Den ersten Anstoß zur Wiederaufnahme der vollen diplomatischen Beziehungen zwischen Moskau und dem Heiligen Stuhl gab am 1. Dezember 1989 die Begegnung zwischen Papst Johannes Paul II. (1978-2005) und dem damaligen Generalsekretär des Zentralkomitees der KPdSU, Michail Gorbatschow. In der Folge kam es ab 1990 zur Entsendung eines "Ständigen Repräsentanten" des Heiligen Stuhls nach Moskau.

Beziehungen historisch schwer belastet

Der letzte Geschäftsträger der päpstlichen Vertretung in St. Petersburg hatte nach der bolschewistischen Machtergreifung ("Oktober-Revolution") 1917 das Land verlassen müssen. Auch wenn die Kontakte zwischen Heiligem Stuhl und Moskau ins 14. Jahrhundert zurückreichten, wurden erst 1816 - nach dem Wiener Kongress - volle diplomatische Beziehungen zwischen dem Heiligen Stuhl und dem Russischen Reich (unter Alexander I. die führende Macht Kontinentaleuropas) aufgenommen, wobei der Vatikan aber keine ständig residierenden Repräsentanten nach St. Petersburg entsandte.

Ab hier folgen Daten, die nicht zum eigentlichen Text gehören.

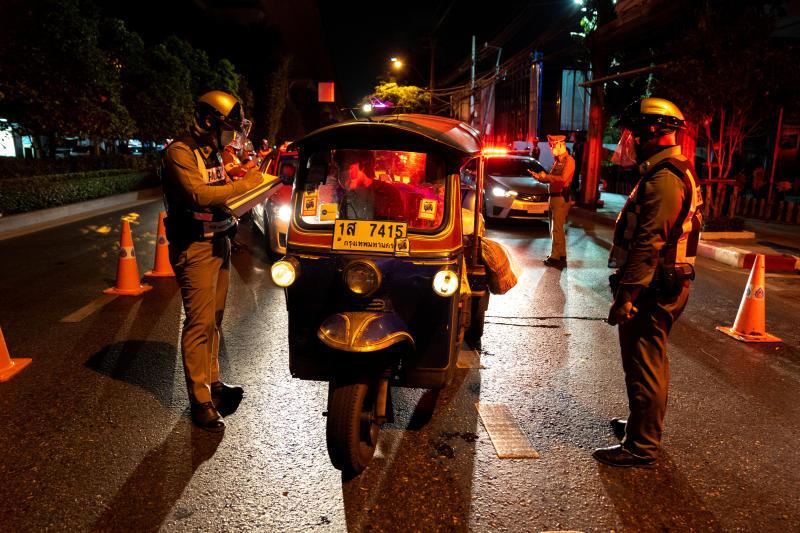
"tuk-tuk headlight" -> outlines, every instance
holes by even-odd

Während des 19. Jahrhunderts waren die Beziehungen schwer belastet durch die Verwobenheit der katholischen Kirche mit der polnischen und litauischen Nationalbewegung. In den Auseinandersetzungen ging es um Besetzung von Bischofsstühlen ebenso wie um die Auflösung katholischer Klöster und um die ab 1839 erfolgende Zwangsrückführung der griechisch-katholischen Kirche in die russisch-orthodoxe Kirche. Auch die Weltpolitik spielte in die Auseinandersetzungen hinein, ob es nun um die Meerengen-Frage (Bosporus und Dardanellen) und die Situation der Christen im Osmanischen Reich oder um das Abrücken des Heiligen Stuhls von der Politik des "Dreibunds" (Berlin-Wien-Rom) zugunsten des Einsatzes für eine Annäherung zwischen Paris und St. Petersburg ging.

Nach der Oktoberrevolution kam es zu einem einzigen bilateralen Vertrag zwischen der Sowjetunion und dem Heiligen Stuhl: Im März 1922 wurde der Vertrag über die Entsendung einer päpstlichen Hilfsmission unterzeichnet, die bei der Bewältigung der dramatischen Hungerkatastrophe im nachrevolutionären Russland helfen sollte. In den späten 1920er Jahren gab es noch hinter den Kulissen diplomatische Kontakte, die aber zu keinen Ergebnissen führten.

Erst 1967 wurde eine "stabile Arbeitsebene" von vatikanischen und sowjetischen Diplomaten geschaffen; der sowjetische Außenminister Andrej Gromyko traf mehrfach mit den Päpsten Paul VI. und Johannes Paul II. und deren Mitarbeitern zusammen. Im Hinblick auf den formellen Beitritt des Heiligen Stuhls zum Atomwaffensperrvertrag (NPT) fuhr der "Architekt der vatikanischen Ostpolitik", Erzbischof Agostino Casaroli, im Februar 1971 nach Moskau.